You see, you navigate your giant space cathedral, its ships and the mining colonies it builds not through some omniscient camera that shows them all in situ, or through some kind of holographic interface. Instead, the interface is reminiscent of a game board, with your ships and buildings represented by playing pieces that recall the opening titles of Game of Thrones.
I’m a keen board gamer, but I’ve always thought it feels slightly redundant to have a video game interface that looks like a board game. Here, though, it fits. You can truly imagine the withered-looking space monks off-screen, slowly moving figures around a map as they try to scrape together enough resources for the next long sleep.
The Banished Vault leaves a lot of room for you to imagine what is in the gaps of the scant worldbuilding it provides, and it is a fascinating world to imagine. But the game’s primary mechanism for showing you this world is the game mechanics itself.
Those mechanics can be punishing. The Banished Vault has made a physical version of the game’s manual available for purchase, and this isn’t merely a retro throwback souvenir. You will find yourself checking back with that manual continuously during play. This is a strategy game in the truest sense of the word – the manual advises deciding on your goals and then planning your moves backwards before making a single move in the game, and you may find yourself needing a pad and paper next to your laptop while you play.
They are, despite the need for manuals and an in-interface calculator, surprisingly straightforward. The list of materials and buildings is short. Building a planetary outpost is simple once you get the hang of what everything does, and minimalist enough to feel almost like a minigame. But it’s a minigame taking place simultaneously across every planet you land on, and your resources are stretched across all of them and moving resources between them also costs resources and most importantly, time. Keeping all those plates spinning in your head, or neatly organised on your notepad, is essential to achieve even rudimentary success in the game, and The Banished Vault offers no mercy if you can’t manage it.

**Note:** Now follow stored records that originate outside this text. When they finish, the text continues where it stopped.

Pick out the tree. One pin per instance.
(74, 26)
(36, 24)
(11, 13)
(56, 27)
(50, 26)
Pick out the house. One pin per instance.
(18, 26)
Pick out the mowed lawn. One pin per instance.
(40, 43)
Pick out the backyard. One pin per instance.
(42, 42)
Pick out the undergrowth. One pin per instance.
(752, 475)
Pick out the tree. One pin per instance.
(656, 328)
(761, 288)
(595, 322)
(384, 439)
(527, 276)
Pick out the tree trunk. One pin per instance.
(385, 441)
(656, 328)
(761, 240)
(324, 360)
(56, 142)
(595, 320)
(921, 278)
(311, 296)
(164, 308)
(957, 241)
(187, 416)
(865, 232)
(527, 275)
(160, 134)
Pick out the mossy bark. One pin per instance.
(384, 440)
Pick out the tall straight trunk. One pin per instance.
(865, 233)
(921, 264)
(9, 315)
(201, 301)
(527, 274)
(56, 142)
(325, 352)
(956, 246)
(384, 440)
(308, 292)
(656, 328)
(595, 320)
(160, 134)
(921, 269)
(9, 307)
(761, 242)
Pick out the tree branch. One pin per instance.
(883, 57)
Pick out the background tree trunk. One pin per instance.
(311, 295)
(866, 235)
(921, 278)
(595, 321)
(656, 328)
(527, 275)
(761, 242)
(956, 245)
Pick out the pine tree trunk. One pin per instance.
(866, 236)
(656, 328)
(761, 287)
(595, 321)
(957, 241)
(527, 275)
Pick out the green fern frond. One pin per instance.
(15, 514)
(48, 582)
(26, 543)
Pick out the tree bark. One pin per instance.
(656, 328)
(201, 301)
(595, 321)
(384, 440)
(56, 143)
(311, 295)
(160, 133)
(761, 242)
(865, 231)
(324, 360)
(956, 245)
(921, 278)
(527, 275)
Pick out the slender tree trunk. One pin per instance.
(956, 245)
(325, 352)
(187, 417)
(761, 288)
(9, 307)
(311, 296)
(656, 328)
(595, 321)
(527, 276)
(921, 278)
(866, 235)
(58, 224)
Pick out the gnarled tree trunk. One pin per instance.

This is a good and well-crafted game, and you can tell that every aspect of it from graphics to gameplay to sound design has been carefully thought through and tested. That doesn’t mean you’ll like it. This isn’t a game that aims to please everyone or even most people, but what it does do, it does exceptionally well. And while getting to grips with the game’s ship course charting and building mechanics can be frustrating, I quickly found myself getting enraptured even as my cathedral full of space monks was doomed (or should that be “gloomed”?).
As the timer ticked down with every turn, I felt like one of NASA’s backroom people trying to snatch resources from anywhere and everywhere, working out how I can get fuel to one place if I just leave another crewmember marooned, but might still have time to swing by and rescue them if I can put a fuel refinery here.
Then you realise at the crucial moment that this planet doesn’t have the raw material you need to make a particular resource, or that you forgot to bring one of your crewmembers with you so you don’t have enough action points to complete your plan, and then you spend six turns trying to fix that until at last, the sun goes out.
And almost automatically, you start again.
Highlight
The art style is beautifully bleak. While the ships are glorious gold playing pieces, and the buildings charming wooden structures, your crewmembers look somewhere between tarot card drawings, medieval woodcuts, and the idle sketching of a particularly unhappy artist. You’ll be thinking about this game’s art and world for a long time afterwards.
Verdict: 84%
The Banished Vault isn’t for everyone, but players who love unremittingly harsh strategy games will surely love it.